Il n’y a pas de jours, depuis un certain temps, que tous les médias d’information nous relatent les problèmes en santé. Que les citoyens du Québec qui les subissent pour différentes raisons, dont la population en urgence ne veut plus tolérer et avec raisons, ne doit plus tolérer, même si plusieurs bénéficient de notre régime de santé.

Pour la génération avant le régime universel de la santé, la maladie était pour certain, la ruine et pour d’autre le manque de soins qui apportaient beaucoup de souffrances. Pour appeler un médecin il fallait être à l’article de la mort et pas pour tout le monde. Les plus fortunés se prévalaient plus du médecin et de l’hospitalisation. Dans les campagnes il y avait un médecin pour deux à trois paroisses et suffisait à la tâche. L’hiver, avoir un médecin exigeait beaucoup de temps. Chez-nous, mon père se rendait au village téléphoner pour savoir s’il pouvait aller le chercher à la paroisse voisine. Ça prenait de deux à trois heures et durant les tempêtes, il devait attendre la fin de la tempête qui pouvait durer une journée. Le docteur apportait avec lui une petite valise avec tous les remèdes car on n’avait pas de pharmacie dans notre coin de pays. Le médecin prenait le repas où il allait soigner et, des fois, il veillait le ou la malade toute la nuit pour vérifier l’évolution de la maladie qui souvent se terminait par le trépas. Les honoraires étaient peu élevés et pour les pauvres notre médecin le Dr Chabot ne leur envoyait jamais de compte. Ce médecin qui a soigné trois générations est mort pauvre mais aimé de tous.
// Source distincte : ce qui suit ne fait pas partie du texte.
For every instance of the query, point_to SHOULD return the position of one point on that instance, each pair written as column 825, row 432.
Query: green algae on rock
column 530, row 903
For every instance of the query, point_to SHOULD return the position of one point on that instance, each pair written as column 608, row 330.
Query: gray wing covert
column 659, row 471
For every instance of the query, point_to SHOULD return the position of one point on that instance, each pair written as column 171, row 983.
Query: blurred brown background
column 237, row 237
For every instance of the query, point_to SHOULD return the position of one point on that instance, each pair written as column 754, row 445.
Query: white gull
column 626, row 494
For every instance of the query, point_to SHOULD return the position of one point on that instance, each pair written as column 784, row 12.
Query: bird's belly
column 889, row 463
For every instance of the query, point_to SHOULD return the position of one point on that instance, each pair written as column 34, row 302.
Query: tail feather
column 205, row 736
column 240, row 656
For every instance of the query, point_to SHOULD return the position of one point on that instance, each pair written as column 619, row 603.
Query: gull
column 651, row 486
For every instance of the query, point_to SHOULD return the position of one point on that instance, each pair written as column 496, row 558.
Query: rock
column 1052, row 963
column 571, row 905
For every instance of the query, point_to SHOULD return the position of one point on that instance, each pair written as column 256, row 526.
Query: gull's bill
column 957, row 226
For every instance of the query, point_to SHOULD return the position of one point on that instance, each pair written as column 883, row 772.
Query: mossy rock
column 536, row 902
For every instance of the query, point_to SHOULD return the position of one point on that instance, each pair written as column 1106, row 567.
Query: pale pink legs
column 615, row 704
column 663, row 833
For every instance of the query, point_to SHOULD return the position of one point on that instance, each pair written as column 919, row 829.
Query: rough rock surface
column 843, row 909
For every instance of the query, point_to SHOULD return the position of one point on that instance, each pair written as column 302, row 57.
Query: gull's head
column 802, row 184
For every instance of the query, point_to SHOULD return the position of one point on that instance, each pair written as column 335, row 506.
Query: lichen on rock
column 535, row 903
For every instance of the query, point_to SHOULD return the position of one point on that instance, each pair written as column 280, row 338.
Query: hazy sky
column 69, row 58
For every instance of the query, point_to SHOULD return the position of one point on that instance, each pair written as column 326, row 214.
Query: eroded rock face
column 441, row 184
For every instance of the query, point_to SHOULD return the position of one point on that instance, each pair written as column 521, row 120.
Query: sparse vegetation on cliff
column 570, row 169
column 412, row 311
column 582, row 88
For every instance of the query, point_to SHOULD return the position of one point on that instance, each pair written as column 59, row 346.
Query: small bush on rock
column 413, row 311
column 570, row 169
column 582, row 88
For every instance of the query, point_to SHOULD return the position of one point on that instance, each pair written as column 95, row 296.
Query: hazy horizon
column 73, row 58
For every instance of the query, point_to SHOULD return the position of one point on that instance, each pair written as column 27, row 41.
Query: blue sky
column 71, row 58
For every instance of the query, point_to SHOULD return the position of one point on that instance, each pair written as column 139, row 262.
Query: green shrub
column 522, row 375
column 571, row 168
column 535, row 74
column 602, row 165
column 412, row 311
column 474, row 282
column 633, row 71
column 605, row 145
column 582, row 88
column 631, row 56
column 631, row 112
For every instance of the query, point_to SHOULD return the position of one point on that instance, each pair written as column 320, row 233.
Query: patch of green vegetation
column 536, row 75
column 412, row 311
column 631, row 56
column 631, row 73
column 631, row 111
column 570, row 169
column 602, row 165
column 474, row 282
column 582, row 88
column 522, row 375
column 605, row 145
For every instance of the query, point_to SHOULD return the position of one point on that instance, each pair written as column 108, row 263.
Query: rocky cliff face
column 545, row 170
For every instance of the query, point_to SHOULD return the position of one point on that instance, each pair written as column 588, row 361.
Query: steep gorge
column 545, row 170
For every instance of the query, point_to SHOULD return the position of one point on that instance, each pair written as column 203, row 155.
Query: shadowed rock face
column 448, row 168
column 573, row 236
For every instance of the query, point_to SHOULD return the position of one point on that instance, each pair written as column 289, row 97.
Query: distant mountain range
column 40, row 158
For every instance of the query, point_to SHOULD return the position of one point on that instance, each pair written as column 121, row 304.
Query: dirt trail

L’hospitalisation qui était la propriété des religieuses dévouées et qui donnaient le maximum avec les moyens qu’ils avaient avec une faible aide du gouvernement qui venait toujours avant les élections. Quand j’étais jeune, on hospitalisait une personne toujours à l’article de la mort. Mes parents et leur génération avaient une peur bleue d’aller à l’hôpital il disait : « On va là pour mourir » et ils avaient gardé cette mentalité jusqu’à la fin de leur vie. Parmi ceux qui étaient hospitalisés pour longtemps c’était la ruine financière.

Aujourd’hui on chiale contre le système de santé et souvent avec raison, mais si on retourne à cette génération, on peut se considérer privilégié d’avoir cette assurance maladie et tout le progrès qui se sont fait dans la médecine. Presque tous les jours il y a un nouveau remède et on a réussi à atténuer la souffrance que subissaient ces gens avant leur départ. On n’est peut-être pas plus heureux, mais la souffrance si elle n’est pas complètement absente, elle est moindre.

Continuons de revendiquer de meilleurs soins tout en se rappelant de ce que nous avons aujourd’hui c’est à cette génération que nous le devons et nous devons leur en être reconnaissant.